My $50 Wink hub runs my apartment's 5x $30 z-wave dimmers, 1x $25 front door sensor, and 1x $75 z-wave thermostat and 1x $15 cree xbee LED bulb I cannibalized to drive some low voltage LED fairy lights. That's $315, ordered piecemeal and all delivered amazon prime. It's been rock-solid reliable for about two years. I recently added Amazon Alexa voice control and used the open source 'HomeBridge' node project to add Siri integration (which ROCKS).

There are inexpensive connected-home systems now. Spend an afternoon wiring one up!

3 comments

Strongly concur. We're remodeling right now, and I just had a conversation with my electrician about this. I purchased eight z-wave dimmers and four slave switches for the house, and he raved to me about how easily the install had gone. He says he normally has to spend about $300 on a high-end Lutron model to get the equivalent functionality. I think I've got a convert here. :)

Smart switches have been a godsend when dealing with an old house with old wiring. We had no lights in our living room -- but there were two small ones controlled by a switch on the second floor. Two bookshelf lights, one smart outlet plug, and a smart switch for the second floor + one controller == turn on the living room lights from the entryway, as FSM intended, without running any new wiring.

I've been a little grumpy about trying to be clever with the smartthings hub, but turning all the lights off at bedtime works, and I won't complain much.

These are good alternatives until you are building a large house, where you have, say 300 switch legs, 90 dimmers, 75 keypads, etc. You start to realize Lutron is your friend.
I'd believe it. Do you have pointers to anything more with experience about this? What falls down?

(That said, I don't see needing to go there. My house has, from a quick mental count, about 52 total switches. I'm probably missing a few, but that's the right ballpark. A 300 switch house sounds like a monster.)

Lutron RA2 systems are very reliable. I centrally (home-run) wire all of the switches for future upgradeability, but I have very little issue with their systems. They can run wirelessly, but if its new construction, must also wire.

Unless the application is a Star Wars level system, I recommend RA2, otherwise Lutron Homeworks can be your best friend.

It's ridiculously inexpensive to get similar functionality these days. A few years ago things were too flakey to be on the critical path of my house operations, but at this point the first thing I did in my new house was to go all Z-Wave.

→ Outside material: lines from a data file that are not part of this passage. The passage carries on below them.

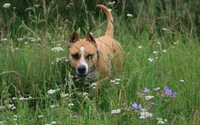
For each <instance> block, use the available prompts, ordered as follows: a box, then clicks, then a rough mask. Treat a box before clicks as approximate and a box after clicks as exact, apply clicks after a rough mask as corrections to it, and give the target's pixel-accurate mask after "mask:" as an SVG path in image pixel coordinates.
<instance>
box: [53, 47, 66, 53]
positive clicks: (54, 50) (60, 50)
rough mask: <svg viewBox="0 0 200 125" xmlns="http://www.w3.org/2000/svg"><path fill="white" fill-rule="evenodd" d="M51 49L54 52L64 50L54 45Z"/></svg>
mask: <svg viewBox="0 0 200 125" xmlns="http://www.w3.org/2000/svg"><path fill="white" fill-rule="evenodd" d="M51 50H52V51H54V52H60V51H64V49H63V48H62V47H54V48H51Z"/></svg>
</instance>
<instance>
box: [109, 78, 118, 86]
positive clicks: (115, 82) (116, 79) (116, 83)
mask: <svg viewBox="0 0 200 125" xmlns="http://www.w3.org/2000/svg"><path fill="white" fill-rule="evenodd" d="M119 81H120V79H114V80H110V82H112V83H114V84H115V85H118V84H119Z"/></svg>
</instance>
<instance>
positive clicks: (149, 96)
mask: <svg viewBox="0 0 200 125" xmlns="http://www.w3.org/2000/svg"><path fill="white" fill-rule="evenodd" d="M153 98H154V96H145V100H150V99H153Z"/></svg>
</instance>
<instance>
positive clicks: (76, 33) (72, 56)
mask: <svg viewBox="0 0 200 125" xmlns="http://www.w3.org/2000/svg"><path fill="white" fill-rule="evenodd" d="M98 58H99V57H98V49H97V44H96V42H95V39H94V38H93V37H92V35H91V34H90V33H89V32H88V33H87V36H86V38H85V39H79V37H78V34H77V33H73V35H72V37H71V39H70V48H69V60H70V62H71V64H72V66H73V67H74V70H75V72H76V74H77V75H78V76H87V75H88V73H90V72H92V71H93V70H94V69H95V68H96V64H97V62H98Z"/></svg>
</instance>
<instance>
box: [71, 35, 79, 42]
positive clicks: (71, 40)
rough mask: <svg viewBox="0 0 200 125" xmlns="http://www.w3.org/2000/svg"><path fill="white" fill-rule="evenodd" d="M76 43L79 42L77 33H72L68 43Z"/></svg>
mask: <svg viewBox="0 0 200 125" xmlns="http://www.w3.org/2000/svg"><path fill="white" fill-rule="evenodd" d="M76 41H79V37H78V34H77V33H75V32H74V33H73V34H72V37H71V39H70V43H73V44H74V43H75V42H76Z"/></svg>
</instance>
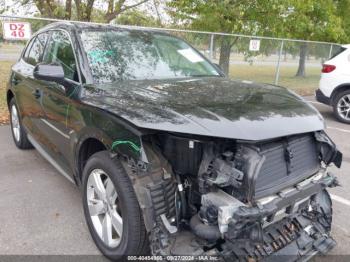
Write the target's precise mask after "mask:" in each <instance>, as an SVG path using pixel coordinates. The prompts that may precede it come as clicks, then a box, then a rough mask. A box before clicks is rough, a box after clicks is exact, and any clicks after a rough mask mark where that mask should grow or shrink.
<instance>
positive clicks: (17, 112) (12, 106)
mask: <svg viewBox="0 0 350 262" xmlns="http://www.w3.org/2000/svg"><path fill="white" fill-rule="evenodd" d="M11 124H12V132H13V136H14V138H15V140H16V141H17V142H19V140H20V138H21V127H20V124H19V117H18V111H17V108H16V106H15V105H14V104H13V105H12V107H11Z"/></svg>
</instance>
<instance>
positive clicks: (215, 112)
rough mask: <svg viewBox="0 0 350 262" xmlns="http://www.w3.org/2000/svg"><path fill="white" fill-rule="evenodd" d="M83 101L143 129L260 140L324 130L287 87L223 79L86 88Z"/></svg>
mask: <svg viewBox="0 0 350 262" xmlns="http://www.w3.org/2000/svg"><path fill="white" fill-rule="evenodd" d="M81 101H82V102H83V103H86V104H90V105H92V106H96V107H99V108H102V109H104V110H107V111H110V112H112V113H114V114H116V115H119V116H121V117H122V118H124V119H126V120H128V121H129V122H131V123H132V124H134V125H135V126H137V127H139V128H146V129H153V130H163V131H169V132H178V133H186V134H193V135H202V136H211V137H223V138H232V139H241V140H252V141H256V140H265V139H270V138H276V137H281V136H286V135H290V134H298V133H306V132H311V131H316V130H322V129H323V128H324V124H323V119H322V117H321V116H320V114H319V113H318V112H317V110H316V109H314V108H313V107H312V106H311V105H309V104H307V103H306V102H305V101H304V100H303V99H302V98H300V97H298V96H297V95H295V94H293V93H292V92H290V91H288V90H287V89H285V88H282V87H277V86H272V85H265V84H257V83H253V82H248V81H234V80H230V79H228V78H223V77H210V78H191V79H173V80H146V81H123V82H119V83H114V84H107V85H95V86H88V87H86V88H84V89H83V93H82V97H81Z"/></svg>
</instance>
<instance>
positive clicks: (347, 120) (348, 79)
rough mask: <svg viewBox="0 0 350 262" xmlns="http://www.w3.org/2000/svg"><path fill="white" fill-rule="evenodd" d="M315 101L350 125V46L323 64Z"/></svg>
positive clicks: (339, 118)
mask: <svg viewBox="0 0 350 262" xmlns="http://www.w3.org/2000/svg"><path fill="white" fill-rule="evenodd" d="M316 100H317V101H319V102H321V103H324V104H327V105H330V106H332V107H333V111H334V114H335V116H336V118H337V119H338V120H339V121H341V122H344V123H347V124H350V45H343V46H341V47H340V49H339V50H338V51H337V52H336V53H335V54H334V55H333V57H331V58H330V59H329V60H328V61H326V62H325V63H324V64H323V67H322V74H321V80H320V84H319V89H318V90H316Z"/></svg>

In the absence of a controller they are simply a normal dumb switch or outlet or thermostat.

They're not WiFi connected so they won't be the attack vector for my network, and Z-Wave has a pretty good record for secure mesh networking.

Tied together with my Wink hub, which provides all the scene controls and can bridge protocols and give me remote control and my house has most of what the OP was trying to get out of his house.

Pairing my Echo to my Wink Hub now gives me complete voice control over the house.

I'm not even $1000 into an entire brand new house wired up with Z-Wave switches everywhere, Z-Wave outlets in certain areas, an Ecobee3 thermostat, and some random other things. I've even built a few of my own sensors that I've integrated with my Wink Hub through their API.

I get why things like this used to cost so much. In a commercial setting I'd still go that route, but for my house I'm at least 10x cheaper and it's been every bit as reliable, if not more so, than every big home control setup I've ever seen.

> They're not WiFi connected so they won't be the attack vector for my network, and Z-Wave has a pretty good record for secure mesh networking. [...]

> Pairing my Echo to my Wink Hub now gives me complete voice control over the house.

And now you have an attack vector.

The point is now I have 1, not 43. I have a gateway. I've chosen to have a front door, not dozens of open windows.
Can you point me to the z-wave dimmer and front door sensor that you are using? Thanks.
Sure: amazon.com/gp/product/B00HPIYJWU is the door sensor and amazon.com/gp/product/B00E1OVFAK are the dimmers I have.